Fercho se removió incómodo, dándole vueltas a la botella entre los dedos.

—No es por él… —murmuró—. Es por Julián. Ese man cambió desde que se "descubrió" como dice ahora. Antes era otra cosa. Era... era mi mejor amigo.

Fabián lo miró serio, pero sin juicio.

—¿Y eso es culpa de que sea bisexual o de que vos no sabés cómo lidiar con lo que cambió?

Fercho no respondió. Sólo tragó saliva y pidió otra ronda.

Esa noche, embriagado más por la nostalgia que por el alcohol, Fercho se alejó del bar sin decir a dónde iba. Caminó largo rato, hasta llegar al borde del barrio, a una pequeña quebrada donde solía jugar de niño. Allí, entre piedras y musgo, aún estaba el viejo tronco partido donde solía esconder sus cómics con Julián, donde se contaban secretos que nadie más conocía. Donde una vez, Julián le confesó llorando que le gustaban tanto las chicas como los chicos… y donde él, Fercho, sólo pudo quedarse en silencio, lleno de miedo y rabia, sin entender.

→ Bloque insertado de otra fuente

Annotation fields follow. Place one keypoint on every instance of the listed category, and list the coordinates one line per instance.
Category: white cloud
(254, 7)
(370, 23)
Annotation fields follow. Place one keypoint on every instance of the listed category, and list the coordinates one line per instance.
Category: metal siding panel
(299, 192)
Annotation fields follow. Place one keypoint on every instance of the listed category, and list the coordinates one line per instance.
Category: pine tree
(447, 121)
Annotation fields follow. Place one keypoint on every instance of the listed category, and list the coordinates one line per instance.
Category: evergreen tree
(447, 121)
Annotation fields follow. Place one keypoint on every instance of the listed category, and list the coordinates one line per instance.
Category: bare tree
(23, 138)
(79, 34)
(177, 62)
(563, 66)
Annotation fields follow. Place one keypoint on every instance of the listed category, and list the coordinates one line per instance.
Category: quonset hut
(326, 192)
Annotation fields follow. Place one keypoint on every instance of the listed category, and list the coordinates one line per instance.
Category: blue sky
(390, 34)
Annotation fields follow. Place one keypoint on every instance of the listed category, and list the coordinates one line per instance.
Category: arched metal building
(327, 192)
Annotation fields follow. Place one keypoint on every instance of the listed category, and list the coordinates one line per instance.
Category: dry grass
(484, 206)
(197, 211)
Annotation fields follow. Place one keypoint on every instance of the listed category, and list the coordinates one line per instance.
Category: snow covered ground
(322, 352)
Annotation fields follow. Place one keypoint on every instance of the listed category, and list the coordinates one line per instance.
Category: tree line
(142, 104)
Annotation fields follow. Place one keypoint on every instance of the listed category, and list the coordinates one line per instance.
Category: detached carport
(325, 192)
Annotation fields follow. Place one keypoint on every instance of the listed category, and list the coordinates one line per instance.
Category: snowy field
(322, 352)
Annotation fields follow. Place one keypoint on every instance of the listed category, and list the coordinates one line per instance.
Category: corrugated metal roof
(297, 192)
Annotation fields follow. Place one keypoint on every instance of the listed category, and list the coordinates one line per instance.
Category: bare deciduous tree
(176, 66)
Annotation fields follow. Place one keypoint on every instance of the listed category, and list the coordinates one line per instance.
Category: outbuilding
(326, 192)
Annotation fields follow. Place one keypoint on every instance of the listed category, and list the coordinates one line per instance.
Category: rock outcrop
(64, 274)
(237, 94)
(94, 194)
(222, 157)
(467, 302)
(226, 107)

—¿Por qué te lo tomé tan personal...? —susurró al viento, con los ojos cerrados.

La brisa andina lo envolvía como un perdón. Por primera vez en años, el recuerdo no dolía tanto.

Mientras tanto, Julián y Mateo cocinaban empanadas juntos. Mateo era pésimo doblando la masa, pero lo compensaba con sus besos rápidos en la mejilla.

—Esto no es una empanada, Mateo, esto es una ruana cerrada con un relleno de papa —se burló Julián.

—Callate y probala —dijo Mateo, sonriendo.

Ambos rieron. Y mientras lo hacían, sin saberlo, algo en el corazón de Fercho también comenzaba a ablandarse.